Feature removal: In addition to the above analysis, we study the effect removing the best features has on the classification performance. That means, we remove the best features and then finding the second best feature set by a feature selection method and this process is repeated iteratively. Hence, the number of available features is successively decreased and within those limited sets the best available features are selected. The results of this analysis are shown in
Figure 3. It is interesting to note that removing up to 200 features/words does not lead to much change for all feature selection methods. However, removing more features starts showing an effect. Most severely effected is mRMR which has a total breakdown when removing more than 1000 features. Next, TRL shows the second strangest effect but to a different extend. That means even removing 10000 features gives actually satisfying results for TRL. The remaining methods are even less effected indicating that they can still find good feature sets to compensate for the lost information contained in the removed features. Also these results are a reflection of the redundancy in the data allowing to compensate for the loss of “good” features. The fact that mRMR is most severely effect may be also related to the way it aims to estimate feature sets having a minimum redundancy. This could make mRMR more susceptible for the removal of “good” features.

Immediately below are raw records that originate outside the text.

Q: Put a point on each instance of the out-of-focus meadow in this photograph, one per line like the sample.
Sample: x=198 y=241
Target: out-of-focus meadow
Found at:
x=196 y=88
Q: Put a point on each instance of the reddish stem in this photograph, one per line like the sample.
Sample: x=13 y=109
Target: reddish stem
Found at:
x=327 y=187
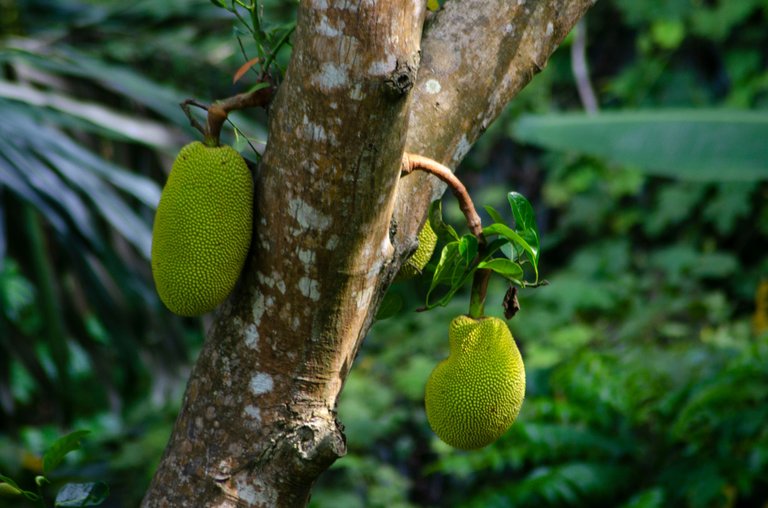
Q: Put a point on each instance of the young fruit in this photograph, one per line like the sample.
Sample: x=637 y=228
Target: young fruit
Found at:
x=202 y=228
x=474 y=395
x=416 y=263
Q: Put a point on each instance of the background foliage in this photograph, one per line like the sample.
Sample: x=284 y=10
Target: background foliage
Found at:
x=646 y=356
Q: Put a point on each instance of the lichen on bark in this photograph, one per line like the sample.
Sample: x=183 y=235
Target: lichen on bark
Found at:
x=258 y=423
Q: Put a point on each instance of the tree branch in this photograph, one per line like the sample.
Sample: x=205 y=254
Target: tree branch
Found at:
x=476 y=56
x=413 y=161
x=257 y=425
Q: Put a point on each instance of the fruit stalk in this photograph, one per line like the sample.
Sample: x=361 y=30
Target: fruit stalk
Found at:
x=481 y=277
x=412 y=162
x=220 y=109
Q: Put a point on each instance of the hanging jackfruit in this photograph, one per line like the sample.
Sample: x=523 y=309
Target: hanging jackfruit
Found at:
x=475 y=395
x=202 y=230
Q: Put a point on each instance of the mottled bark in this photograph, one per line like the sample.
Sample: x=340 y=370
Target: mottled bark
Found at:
x=258 y=425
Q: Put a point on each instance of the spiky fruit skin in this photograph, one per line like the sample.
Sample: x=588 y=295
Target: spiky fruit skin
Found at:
x=475 y=395
x=420 y=258
x=202 y=228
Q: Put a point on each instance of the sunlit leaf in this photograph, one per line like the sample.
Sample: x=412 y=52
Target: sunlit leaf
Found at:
x=82 y=494
x=712 y=145
x=60 y=448
x=505 y=267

4.3. Arcene Cancer Classification
The Arcene data provides information about mass-spectrometry measurements of ovarian and prostate cancer patients where the patients are either labeled as “cancer” or “normal”. This allows to perform a binary classification task.
Results for the training and test sets are shown in
Figure 4. From this we see that all methods perform sufficiently well even with a small number of features (lef-hand-side) except F-stat. The F-test based feature selection needs at least 10 features to become competitive and about 300 features to perform similarly well as the other methods. Overall, the best performing methods are PPFS and SHAP followed by MI. One important point to note is that PPFS selects the optimal number of features by itself and for the Arcene data this is 12. For this reason, the results for PPFS are shown as a dashed horizontal line to distinguish it from the baseline. Interestingly, one needs at least a hundred features for the Shapley-values-based method to obtain a better performance than PPFS and PPFS’s performance is lagging behind the Shapley-values-based method for 100-500 selected features. The fact that SHAP, ISV, MI and mRMA are better than PPFS indicates that PPFS is not able to find the Markov Blanket.
In
Table 4, we show results for the Jaccard score between all feature selection methods for 100 features. One can see that the overlap between the different methods is quite low while the highest value is obtained for SHAP and ISV. However, also this similarity is only 9.9%. Considering that SHAP and ISV are both based on the Shapley value this indicates that the two approaches are quite different from each other. A similar behavior can be observed for MI and JMI with a similarity of 1.5% which is highest compared to all other methods but still quite low. Regarding the in general low similarity values, this is understandable considering the heterogeneity of the data consisting of a mixture of ovarian and prostate cancer patients and a combination of three datasets (see
Section 3.3.3). As a note, we would like to emphasize that this heterogeneity is also reflected in the increased standard errors one can see in
Figure 4 compared to he preceding results.
4.4. Ionosphere Radar Classification
Finally, we present results for the Ionosphere data containing 34 features from radar signals. Also for this dataset, we perform a binary classification. In total, we have 225 samples in class one and 126 samples in class two. We would like to highlight that in contrast to all previously studied dataset, the Ionosphere data are low-dimensional.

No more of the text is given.